The first thing i did was take the methalcoline challenge. And that was last August. I am still waiting for my process to end, but i hope i can help answer some questions for you. We are going through a similar situation. Good luck with the appeal!
 

BreatheEasy

Registered Member
#6
hey tinman. likewise, i would like to have a happy ending to my medboard story and help others by telling them my experience.

unfortunately, i found this site too late and i have many regrets as to how i should have handled almost every step of the process. the first week i reported these breathing issues to the physician i requested a methalcoline challenge test because i was continuously told i was just "malingering" and i wanted to prove to them outright my symptoms were for real. they said some service members died from the MC challenge in 2009, so they discontinued the test. it then took me 7 months to finally get my P3 profile, which should have only taken 24 hours.
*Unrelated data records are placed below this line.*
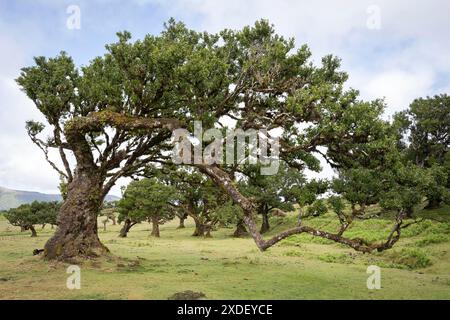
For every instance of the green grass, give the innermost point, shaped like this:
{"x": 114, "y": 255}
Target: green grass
{"x": 222, "y": 267}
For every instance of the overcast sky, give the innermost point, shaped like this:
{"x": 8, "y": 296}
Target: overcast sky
{"x": 398, "y": 50}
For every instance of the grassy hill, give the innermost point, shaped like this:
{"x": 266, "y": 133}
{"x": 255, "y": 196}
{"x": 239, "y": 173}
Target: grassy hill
{"x": 14, "y": 198}
{"x": 222, "y": 267}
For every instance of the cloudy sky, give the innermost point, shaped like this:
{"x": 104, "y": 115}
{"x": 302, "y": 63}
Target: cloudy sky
{"x": 398, "y": 50}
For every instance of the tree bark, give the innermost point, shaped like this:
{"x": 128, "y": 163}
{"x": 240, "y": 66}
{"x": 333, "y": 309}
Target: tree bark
{"x": 182, "y": 219}
{"x": 199, "y": 228}
{"x": 265, "y": 223}
{"x": 155, "y": 227}
{"x": 33, "y": 231}
{"x": 240, "y": 231}
{"x": 409, "y": 212}
{"x": 77, "y": 234}
{"x": 222, "y": 179}
{"x": 126, "y": 227}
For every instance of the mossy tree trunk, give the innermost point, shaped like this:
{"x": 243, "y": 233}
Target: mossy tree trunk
{"x": 77, "y": 233}
{"x": 155, "y": 227}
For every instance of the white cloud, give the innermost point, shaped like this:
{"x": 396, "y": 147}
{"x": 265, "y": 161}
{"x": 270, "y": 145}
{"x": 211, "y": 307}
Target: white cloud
{"x": 403, "y": 60}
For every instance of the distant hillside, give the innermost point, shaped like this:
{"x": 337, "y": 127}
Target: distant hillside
{"x": 14, "y": 198}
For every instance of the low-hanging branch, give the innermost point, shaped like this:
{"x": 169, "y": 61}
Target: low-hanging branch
{"x": 221, "y": 178}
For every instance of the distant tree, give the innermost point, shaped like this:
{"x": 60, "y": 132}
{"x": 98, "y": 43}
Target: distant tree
{"x": 109, "y": 212}
{"x": 429, "y": 129}
{"x": 426, "y": 125}
{"x": 27, "y": 216}
{"x": 146, "y": 200}
{"x": 198, "y": 197}
{"x": 279, "y": 191}
{"x": 402, "y": 188}
{"x": 359, "y": 186}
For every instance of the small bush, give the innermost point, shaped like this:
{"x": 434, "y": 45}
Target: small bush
{"x": 335, "y": 258}
{"x": 432, "y": 239}
{"x": 293, "y": 253}
{"x": 411, "y": 258}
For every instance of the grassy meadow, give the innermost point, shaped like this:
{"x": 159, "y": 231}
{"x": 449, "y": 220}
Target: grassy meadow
{"x": 222, "y": 267}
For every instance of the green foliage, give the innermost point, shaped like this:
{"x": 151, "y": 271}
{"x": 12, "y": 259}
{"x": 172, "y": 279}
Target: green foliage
{"x": 433, "y": 239}
{"x": 318, "y": 208}
{"x": 411, "y": 258}
{"x": 28, "y": 215}
{"x": 145, "y": 199}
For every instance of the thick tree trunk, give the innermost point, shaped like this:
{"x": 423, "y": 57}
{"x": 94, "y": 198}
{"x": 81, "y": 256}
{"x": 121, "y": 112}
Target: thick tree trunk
{"x": 77, "y": 235}
{"x": 181, "y": 225}
{"x": 155, "y": 227}
{"x": 265, "y": 224}
{"x": 33, "y": 231}
{"x": 125, "y": 229}
{"x": 199, "y": 229}
{"x": 409, "y": 212}
{"x": 240, "y": 231}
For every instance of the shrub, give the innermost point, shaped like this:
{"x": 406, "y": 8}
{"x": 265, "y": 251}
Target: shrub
{"x": 412, "y": 258}
{"x": 433, "y": 239}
for my NARSUM i told the physician that i was purposely not taking daily medications in an attempt to push myself and fit in with the rest of my unit. this may seem ridiculous to an outside observer, but these are the types of emotional tribulations a soldier goes through when they are denied entrance into WTU and are forced to stay in a deploying unit. i now realize that was a bad decision since the PEB specifically looks for people to be on daily meds if their PFT results are normal. when i see my pulmonologist later this week i will request a MC challenge and a reinstatement of the daily meds.
 

usafaviator

PEB Forum Veteran
#7
I gotta ask...why wouldn't you take the meds if they help you get better and perform better? I would think that (especially in the Army) one would want to be as physically capable as possible, and if that requires a daily low dose asthma med...why not? Asthma never gets better...only worse. You have something that (physically) puts you at a disadvantage to your peers...the meds only help level the playing field again. I was Spec Ops for 7 years, so I know where you are coming from with the warrior mentality. Not taking meds that can help at least mitigate the symptoms might be a reason the board return fit for duty...if your records show that you were prescribed meds, and you admitted to not taking them (for any reason), and your symptoms didn't get worse, a board might question the diagnosis of asthma. I take daily meds (cortiocosteroids) and once in a while albuterol. I assure you, if your asthma is bad enough, you will notice if you don't take the meds for a day. Steroids take time to work into your system (weeks) and must be taken regularly/daily to maintain...kind of like anthrax shots (you have the first six dosages over a period of time, then the annual booster). That's why some of us have to take this s*** on a daily basis...it's not about a rating or code, but about getting better.
I don't think that most docs will willy-nillly prescribe steroid usage unless proof (PFT's, Metho tests, etc.) demonstrate the need for daily meds. Corticosteroids can have some severe short and long term side effects up to and including death.
The 30% rating requires certain FEV's or daily usage of meds such as bronchodialators. If you're taking regular (but not daily) rounds of corticosteroids or have the FEV's, you might get 60%. DAily high dose corticosteroid or certain FEV's can get you 100%.
As for "taxing the medical system" buy accepting meds: 1) that's one of the benefits we fight for!
2) accepting meds under false pretenses is "taxing" the system. Accepting meds prescribed and deemed necessary by a doc is self preservation.

If your symptoms are light or non-existent without the daily meds...congratulations. Some of us don't have that luxury.